Revving up Shopmonkey v1 with horizontal scaling

Written by Andrew Kunzel | May 30, 2023 5:04:22 PM

Hey there! Today, I want to discuss a technique we have been working on to get things running more smoothly at Shopmonkey v1. It's called horizontal scaling, and it's like being able to add bays and techs on demand when things get busy. So, let's dive in and talk about how we tackled those annoying slowdowns you have faced. Horizontal scaling only solves some of the responsiveness problems with Shopmonkey. Still, it helped some of the major ones we saw. So we're still working on the problem affecting 1% of requests. 

Alright, let's start with the basics. Our system is made up of lots of tiny services that work together to power Shopmonkey. Today, we'll focus on one special service called the API. This critical piece of our system handles all the requests and keeps things moving. But when it needs more resources, our whole application starts to crawl. Not good, right?

Now, these services can be constrained by a few things: compute power, memory, and hard drive space. Our API only hogs a little memory or hard drive space, but it runs in a single process and can only use one CPU. So, we say it's "CPU bound." That means we can only scale vertically by running it on a bigger computer for so long before we hit a wall. So that's where horizontal scaling comes to the rescue. So rather than giving the API a bigger server to run on, we just run more of them simultaneously!

So, let's talk about those slowdowns we faced. We found a couple of issues causing trouble, but we made minor tweaks that unlocked a world of improvement. First up, we looked at the API's CPU resources. Initially, our request was set to 1 CPU, with a higher limit. But guess what?

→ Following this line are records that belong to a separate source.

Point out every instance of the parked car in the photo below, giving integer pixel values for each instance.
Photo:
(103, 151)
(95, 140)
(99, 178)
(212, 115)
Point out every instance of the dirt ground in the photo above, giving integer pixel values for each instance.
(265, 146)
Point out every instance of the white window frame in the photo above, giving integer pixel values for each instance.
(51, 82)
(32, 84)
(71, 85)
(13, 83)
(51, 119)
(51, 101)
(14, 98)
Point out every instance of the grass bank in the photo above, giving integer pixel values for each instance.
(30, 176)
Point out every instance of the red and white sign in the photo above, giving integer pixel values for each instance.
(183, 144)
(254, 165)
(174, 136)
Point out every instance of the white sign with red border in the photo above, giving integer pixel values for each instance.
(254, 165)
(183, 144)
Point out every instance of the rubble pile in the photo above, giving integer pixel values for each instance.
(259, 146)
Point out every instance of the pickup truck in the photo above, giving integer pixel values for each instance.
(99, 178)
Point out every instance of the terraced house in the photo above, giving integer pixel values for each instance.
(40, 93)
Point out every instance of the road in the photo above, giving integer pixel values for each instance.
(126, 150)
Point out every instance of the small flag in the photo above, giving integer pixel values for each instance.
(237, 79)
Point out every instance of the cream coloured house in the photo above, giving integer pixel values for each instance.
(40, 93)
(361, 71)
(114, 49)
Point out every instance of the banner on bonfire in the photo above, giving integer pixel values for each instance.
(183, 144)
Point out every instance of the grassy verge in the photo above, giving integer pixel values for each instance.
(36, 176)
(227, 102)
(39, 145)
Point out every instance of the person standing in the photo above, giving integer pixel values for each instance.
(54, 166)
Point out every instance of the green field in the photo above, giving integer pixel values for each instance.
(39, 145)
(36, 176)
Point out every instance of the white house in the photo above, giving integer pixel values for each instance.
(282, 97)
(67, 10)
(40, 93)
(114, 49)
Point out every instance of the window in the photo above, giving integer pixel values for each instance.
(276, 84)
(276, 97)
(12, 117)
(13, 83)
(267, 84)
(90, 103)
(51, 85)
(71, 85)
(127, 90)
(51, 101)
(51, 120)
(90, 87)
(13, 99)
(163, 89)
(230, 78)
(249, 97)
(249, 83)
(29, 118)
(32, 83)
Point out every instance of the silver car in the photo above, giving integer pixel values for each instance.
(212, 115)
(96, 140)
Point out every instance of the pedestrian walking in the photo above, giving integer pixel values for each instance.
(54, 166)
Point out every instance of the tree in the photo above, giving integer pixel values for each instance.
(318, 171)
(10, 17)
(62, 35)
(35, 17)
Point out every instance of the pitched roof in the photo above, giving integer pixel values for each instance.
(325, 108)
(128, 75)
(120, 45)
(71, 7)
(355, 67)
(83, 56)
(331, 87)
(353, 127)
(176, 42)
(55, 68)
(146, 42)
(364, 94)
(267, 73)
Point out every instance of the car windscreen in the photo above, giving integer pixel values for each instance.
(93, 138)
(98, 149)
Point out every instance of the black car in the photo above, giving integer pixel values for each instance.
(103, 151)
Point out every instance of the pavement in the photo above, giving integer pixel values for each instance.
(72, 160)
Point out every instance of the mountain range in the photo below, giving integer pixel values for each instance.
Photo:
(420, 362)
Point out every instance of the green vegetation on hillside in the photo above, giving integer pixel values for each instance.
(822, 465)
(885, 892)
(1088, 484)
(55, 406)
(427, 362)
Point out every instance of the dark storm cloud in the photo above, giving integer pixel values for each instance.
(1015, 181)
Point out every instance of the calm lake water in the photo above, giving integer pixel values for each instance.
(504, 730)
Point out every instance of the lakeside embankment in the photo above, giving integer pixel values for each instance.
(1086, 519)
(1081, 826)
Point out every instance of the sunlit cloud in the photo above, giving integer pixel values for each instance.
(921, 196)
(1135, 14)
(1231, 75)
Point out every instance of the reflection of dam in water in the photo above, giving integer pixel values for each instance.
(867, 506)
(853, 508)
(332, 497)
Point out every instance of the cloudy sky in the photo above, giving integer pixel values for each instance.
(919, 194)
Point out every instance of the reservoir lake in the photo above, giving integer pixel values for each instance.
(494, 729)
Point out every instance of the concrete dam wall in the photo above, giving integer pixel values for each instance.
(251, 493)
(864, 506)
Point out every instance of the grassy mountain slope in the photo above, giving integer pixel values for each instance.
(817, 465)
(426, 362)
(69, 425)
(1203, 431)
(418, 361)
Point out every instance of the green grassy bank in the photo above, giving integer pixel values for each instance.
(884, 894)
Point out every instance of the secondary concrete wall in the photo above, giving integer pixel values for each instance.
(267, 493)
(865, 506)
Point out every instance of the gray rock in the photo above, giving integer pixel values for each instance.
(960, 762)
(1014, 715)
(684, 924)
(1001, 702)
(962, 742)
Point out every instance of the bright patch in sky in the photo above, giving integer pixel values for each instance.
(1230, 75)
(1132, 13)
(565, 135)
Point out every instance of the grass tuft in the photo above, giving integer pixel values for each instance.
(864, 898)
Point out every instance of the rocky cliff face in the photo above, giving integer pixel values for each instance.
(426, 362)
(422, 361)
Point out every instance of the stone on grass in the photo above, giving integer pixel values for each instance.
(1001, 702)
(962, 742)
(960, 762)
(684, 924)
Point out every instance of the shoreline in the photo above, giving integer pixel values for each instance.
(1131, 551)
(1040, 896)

Our API could only use one CPU, so those extra resources were twiddling their thumbs. So it needs to be more helpful, right? We decided to scale things back a bit.

We lowered the CPU request from 1 to 0.75, so the system starts taking action before it reaches its maximum capacity. It also means adding more services while everything is running smoothly. For example, instead of waiting until we hit 75% CPU utilization across the board, we now scale when we hit 75% of 0.75 CPU (around 56%). These smaller services can scale up quicker, resulting in better performance for you and your shop.

Here's an example. Imagine we have three copies of our program running at the same time. One is maxed out at 100% CPU usage, while others are just chugging along with low utilization. 

The average (50%) is below the scaling threshold of the request (70%), so about a third of the time, you get an unresponsive application. Talk about frustrating! But, by making these changes, we can scale more aggressively and avoid this situation. We may be using smaller pods, but we're running more of them and adding resources before real issues arise. Here is that same load from before but on our smaller pods with our more aggressive scaling policies. It would have started adding more copies ages ago when the average utilization crossed 56% before you saw an unresponsive application. 

So, what does all this mean for you and your shop? Well, it means we're continuing to work on V1 where we can to improve the application performance and your experience. We're constantly working behind the scenes to fine-tune our system so your work doesn't get interrupted by slowdowns or hiccups. So our goal is to keep your shop running smoothly and efficiently, just like a well-oiled machine.